The following is the comment I made to the professor's blog (not exactly verbatim, but close)..."I find that the newly educated in our churches cannot spell out their doctrine, do not know what they believe (infant baptism for instance), do not know their scriptures, cannot debate a good philosophical argument, and cannot articulate their abstract thoughts in writing. I think these key elements guide the rest of your choices in business and otherwise. I wish higher learning were more about these things."

1 comment:

MikeHoss said...

Rick I couldn't agree with your more.

I think the purpose of college education it's about learning facts and regurgitating it back on the exam. Instead it's about teaching you how to think.

Perhaps I'm sensitive to this because I work in technology and have a computer science degree. Let's face it -- technology changes too fast for anyone to keep up with . A good computer science department doesn't teach you too many specifics ("This is how Microsoft Windows works . . .") but talks in generalities ("This is how most operating systems work . . . "). Then when you are out of school, you can think critically about your chosen, fast-paced field. When the next Big Programming Language appears, you can grab a book, learn it in your spare time, and you are done.

Of course, that isn't reality. Industry expects graduates to come out fully knowledgeable in their field and complain to schools. So schools did the Bad Thing -- taught specifics, but left out all theory.
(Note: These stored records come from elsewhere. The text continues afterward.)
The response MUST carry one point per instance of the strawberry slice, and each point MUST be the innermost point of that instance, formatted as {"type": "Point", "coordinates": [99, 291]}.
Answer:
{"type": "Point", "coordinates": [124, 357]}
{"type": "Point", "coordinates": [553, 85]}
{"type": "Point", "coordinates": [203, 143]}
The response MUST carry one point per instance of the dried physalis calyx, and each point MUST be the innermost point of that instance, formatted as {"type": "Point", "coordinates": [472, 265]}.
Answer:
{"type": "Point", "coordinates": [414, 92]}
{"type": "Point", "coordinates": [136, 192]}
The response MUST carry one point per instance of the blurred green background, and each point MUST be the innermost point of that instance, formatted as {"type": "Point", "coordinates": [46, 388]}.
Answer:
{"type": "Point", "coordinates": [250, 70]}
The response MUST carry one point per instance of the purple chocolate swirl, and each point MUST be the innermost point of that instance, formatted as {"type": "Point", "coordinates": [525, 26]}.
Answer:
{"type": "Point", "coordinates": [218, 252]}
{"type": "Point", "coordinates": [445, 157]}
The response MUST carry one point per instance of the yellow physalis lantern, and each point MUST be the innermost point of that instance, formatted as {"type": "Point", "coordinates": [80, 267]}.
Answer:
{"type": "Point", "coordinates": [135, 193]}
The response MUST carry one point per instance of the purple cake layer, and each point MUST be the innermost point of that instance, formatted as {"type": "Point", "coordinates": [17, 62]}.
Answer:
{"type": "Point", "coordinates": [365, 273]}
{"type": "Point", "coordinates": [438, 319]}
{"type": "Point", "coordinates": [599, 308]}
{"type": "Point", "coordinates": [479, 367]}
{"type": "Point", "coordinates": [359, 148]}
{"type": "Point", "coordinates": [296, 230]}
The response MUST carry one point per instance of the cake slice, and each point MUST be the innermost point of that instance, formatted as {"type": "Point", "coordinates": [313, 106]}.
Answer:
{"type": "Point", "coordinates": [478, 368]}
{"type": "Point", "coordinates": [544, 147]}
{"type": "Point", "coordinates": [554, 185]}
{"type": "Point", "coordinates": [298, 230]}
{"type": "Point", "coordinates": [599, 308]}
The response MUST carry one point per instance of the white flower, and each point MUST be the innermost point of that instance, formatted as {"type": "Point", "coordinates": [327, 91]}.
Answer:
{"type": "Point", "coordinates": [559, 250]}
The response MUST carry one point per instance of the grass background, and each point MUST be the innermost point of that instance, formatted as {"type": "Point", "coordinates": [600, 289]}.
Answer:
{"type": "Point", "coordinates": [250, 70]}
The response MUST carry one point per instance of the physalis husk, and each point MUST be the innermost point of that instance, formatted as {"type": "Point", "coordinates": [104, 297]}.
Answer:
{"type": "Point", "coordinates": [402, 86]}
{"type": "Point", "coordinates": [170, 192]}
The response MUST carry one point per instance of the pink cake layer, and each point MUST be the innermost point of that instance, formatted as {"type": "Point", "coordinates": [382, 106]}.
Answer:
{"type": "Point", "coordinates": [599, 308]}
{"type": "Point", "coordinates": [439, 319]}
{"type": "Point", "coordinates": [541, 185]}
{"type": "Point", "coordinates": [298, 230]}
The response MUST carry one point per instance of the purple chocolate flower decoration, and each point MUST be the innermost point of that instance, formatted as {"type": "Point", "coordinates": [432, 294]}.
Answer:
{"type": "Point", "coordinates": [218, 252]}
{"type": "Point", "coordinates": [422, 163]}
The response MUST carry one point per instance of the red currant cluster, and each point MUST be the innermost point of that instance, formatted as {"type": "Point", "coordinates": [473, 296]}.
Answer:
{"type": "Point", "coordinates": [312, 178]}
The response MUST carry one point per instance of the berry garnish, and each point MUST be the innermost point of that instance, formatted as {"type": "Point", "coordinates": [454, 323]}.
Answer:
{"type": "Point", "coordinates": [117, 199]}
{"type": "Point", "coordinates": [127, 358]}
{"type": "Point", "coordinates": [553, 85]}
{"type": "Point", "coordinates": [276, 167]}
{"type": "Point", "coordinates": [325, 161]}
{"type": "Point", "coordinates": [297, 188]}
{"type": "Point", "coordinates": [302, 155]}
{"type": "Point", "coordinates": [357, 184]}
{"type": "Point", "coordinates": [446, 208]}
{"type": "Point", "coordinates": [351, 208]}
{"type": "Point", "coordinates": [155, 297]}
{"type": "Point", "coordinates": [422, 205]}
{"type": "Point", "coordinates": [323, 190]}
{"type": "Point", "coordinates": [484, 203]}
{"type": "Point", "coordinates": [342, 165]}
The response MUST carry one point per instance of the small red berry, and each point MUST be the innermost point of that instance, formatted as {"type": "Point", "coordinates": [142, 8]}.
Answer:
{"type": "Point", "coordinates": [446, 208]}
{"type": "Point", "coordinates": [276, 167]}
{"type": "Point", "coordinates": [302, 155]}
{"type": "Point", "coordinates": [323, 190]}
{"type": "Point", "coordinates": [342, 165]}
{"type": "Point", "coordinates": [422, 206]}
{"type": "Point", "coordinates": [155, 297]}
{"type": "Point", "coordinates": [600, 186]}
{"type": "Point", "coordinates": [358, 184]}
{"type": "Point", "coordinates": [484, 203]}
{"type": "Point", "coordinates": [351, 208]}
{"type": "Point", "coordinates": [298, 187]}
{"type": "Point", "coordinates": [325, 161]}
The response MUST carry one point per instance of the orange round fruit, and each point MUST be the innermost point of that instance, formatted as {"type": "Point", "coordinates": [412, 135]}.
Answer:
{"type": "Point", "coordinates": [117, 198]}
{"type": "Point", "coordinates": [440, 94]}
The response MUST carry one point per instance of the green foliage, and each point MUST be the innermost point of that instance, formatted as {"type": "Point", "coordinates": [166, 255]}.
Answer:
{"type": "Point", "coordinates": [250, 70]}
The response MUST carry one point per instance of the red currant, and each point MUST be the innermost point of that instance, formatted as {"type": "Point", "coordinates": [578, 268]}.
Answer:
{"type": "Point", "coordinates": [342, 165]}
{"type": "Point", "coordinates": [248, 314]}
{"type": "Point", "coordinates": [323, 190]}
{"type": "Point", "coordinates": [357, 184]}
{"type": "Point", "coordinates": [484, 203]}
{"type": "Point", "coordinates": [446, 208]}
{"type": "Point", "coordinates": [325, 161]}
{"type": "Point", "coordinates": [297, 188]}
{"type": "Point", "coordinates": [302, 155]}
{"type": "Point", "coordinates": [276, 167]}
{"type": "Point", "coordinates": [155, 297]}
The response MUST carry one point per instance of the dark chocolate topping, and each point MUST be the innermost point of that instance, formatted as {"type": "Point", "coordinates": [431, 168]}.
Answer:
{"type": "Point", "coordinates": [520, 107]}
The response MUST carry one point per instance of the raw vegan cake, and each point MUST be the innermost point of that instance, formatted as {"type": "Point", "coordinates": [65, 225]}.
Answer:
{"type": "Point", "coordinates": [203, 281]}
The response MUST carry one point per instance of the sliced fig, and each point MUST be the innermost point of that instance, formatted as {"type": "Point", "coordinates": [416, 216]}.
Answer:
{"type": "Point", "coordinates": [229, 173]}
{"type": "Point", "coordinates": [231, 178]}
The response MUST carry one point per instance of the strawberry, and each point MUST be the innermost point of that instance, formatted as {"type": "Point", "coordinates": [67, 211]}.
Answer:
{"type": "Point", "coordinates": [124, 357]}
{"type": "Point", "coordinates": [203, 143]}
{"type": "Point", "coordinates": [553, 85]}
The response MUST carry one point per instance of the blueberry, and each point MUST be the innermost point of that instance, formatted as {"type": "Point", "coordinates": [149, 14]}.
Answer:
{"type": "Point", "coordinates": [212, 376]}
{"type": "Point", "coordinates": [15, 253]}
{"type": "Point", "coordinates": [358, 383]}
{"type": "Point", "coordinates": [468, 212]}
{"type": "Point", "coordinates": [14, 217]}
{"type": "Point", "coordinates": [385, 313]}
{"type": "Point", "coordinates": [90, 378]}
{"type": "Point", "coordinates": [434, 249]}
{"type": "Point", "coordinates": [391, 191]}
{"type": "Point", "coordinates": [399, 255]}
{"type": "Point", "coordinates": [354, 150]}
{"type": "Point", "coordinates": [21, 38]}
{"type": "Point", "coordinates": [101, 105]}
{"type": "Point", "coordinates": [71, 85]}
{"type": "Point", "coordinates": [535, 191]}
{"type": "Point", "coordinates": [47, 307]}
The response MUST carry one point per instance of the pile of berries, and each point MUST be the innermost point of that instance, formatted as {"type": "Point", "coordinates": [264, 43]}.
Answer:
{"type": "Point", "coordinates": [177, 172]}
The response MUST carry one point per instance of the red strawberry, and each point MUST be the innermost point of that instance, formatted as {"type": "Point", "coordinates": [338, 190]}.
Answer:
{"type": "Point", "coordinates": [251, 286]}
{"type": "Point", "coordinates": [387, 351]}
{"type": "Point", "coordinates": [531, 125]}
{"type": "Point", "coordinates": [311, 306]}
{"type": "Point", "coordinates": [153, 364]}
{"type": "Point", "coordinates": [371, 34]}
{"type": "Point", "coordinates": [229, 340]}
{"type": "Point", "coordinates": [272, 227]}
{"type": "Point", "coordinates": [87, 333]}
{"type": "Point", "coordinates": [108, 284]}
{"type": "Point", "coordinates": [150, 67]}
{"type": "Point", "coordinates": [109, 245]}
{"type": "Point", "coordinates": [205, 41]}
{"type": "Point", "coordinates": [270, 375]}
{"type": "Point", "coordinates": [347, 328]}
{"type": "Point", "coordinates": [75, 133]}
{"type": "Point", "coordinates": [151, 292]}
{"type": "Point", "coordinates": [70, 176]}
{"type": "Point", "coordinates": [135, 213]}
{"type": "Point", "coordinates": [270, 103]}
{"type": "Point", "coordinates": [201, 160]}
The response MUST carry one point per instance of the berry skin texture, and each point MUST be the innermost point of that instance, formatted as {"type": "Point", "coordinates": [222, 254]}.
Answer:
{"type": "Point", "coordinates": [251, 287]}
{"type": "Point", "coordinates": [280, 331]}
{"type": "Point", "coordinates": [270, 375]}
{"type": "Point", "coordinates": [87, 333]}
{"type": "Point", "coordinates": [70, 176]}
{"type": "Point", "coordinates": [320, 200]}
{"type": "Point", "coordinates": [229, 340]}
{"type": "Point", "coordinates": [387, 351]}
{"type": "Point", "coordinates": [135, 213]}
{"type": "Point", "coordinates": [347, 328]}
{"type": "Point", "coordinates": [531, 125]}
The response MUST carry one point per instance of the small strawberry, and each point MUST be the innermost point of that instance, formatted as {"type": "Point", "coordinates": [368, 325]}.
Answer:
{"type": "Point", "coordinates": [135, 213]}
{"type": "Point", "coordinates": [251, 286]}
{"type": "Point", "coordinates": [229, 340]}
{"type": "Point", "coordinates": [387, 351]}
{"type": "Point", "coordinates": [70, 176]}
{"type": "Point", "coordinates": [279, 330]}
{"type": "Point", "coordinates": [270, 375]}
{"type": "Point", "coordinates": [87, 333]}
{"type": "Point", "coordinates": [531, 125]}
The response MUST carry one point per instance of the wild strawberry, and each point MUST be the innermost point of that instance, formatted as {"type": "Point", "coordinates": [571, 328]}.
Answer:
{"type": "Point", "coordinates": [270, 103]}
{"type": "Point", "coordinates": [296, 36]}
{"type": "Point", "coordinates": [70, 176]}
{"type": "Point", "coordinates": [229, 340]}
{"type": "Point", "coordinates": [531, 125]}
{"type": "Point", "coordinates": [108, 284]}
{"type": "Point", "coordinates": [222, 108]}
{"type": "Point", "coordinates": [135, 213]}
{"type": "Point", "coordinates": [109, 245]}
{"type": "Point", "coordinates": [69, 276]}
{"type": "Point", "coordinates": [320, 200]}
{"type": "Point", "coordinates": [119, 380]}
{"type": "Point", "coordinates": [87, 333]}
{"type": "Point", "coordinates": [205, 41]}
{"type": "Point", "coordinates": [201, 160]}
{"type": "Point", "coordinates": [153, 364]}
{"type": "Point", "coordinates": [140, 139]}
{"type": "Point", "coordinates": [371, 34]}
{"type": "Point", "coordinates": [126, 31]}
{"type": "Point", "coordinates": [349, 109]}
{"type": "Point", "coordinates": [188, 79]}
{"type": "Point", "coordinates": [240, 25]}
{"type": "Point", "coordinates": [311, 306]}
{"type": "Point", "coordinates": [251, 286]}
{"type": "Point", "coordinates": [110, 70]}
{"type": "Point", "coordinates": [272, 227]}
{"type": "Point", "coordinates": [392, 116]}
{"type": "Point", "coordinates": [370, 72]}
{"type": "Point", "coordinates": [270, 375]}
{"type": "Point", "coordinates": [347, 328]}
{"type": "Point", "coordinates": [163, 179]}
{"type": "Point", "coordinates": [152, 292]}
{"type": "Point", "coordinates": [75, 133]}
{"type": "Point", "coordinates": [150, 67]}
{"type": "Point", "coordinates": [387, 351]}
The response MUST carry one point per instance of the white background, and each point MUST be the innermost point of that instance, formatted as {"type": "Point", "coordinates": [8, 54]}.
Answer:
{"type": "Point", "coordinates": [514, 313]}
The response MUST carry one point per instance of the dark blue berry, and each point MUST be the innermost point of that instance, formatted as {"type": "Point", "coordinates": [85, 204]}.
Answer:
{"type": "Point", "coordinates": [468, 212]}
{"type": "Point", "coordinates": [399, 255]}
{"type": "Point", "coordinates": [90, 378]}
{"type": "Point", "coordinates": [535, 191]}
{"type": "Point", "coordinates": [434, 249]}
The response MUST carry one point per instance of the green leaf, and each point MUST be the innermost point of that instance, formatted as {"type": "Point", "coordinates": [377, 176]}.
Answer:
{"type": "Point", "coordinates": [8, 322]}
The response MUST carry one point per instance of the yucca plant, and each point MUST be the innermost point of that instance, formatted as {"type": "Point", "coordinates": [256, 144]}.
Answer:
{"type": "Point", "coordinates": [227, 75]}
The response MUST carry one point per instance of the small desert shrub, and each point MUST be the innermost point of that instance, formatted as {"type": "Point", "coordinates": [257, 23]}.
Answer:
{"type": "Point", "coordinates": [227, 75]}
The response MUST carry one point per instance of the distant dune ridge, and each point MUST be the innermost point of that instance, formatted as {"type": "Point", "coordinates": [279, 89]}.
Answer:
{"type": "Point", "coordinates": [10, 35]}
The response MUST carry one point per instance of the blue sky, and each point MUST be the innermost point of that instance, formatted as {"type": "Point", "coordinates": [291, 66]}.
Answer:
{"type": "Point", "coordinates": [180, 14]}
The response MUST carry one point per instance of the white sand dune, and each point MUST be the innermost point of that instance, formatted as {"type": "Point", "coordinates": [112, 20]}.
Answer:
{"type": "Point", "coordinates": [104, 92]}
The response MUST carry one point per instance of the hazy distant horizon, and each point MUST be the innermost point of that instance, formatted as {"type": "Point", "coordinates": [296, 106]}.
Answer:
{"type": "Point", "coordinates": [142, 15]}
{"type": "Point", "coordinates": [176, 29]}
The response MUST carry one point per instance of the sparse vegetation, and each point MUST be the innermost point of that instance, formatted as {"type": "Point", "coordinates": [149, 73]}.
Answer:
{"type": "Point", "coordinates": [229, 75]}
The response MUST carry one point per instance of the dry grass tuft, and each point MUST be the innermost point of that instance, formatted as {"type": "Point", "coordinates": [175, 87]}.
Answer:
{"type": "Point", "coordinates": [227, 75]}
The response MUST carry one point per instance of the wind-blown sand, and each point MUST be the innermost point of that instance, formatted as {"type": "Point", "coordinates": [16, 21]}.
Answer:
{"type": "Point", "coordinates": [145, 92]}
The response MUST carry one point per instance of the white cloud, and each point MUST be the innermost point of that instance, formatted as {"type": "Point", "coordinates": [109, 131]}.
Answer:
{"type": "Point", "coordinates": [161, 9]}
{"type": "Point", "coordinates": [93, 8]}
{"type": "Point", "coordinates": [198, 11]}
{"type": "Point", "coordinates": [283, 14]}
So when things change, these new graduates are left in the dark.

I think that colleges and universities are not only becoming more and more like businesses, but also being ruled by them. Big companies can give large amounts of money to a program, but then they feel that they can dictate what happens after that money is given.

So instead of our future being planned in grade school, it's being chosen for us by the corporate sponsors of our school of choice. I'd rather chose it myself, thank you very much.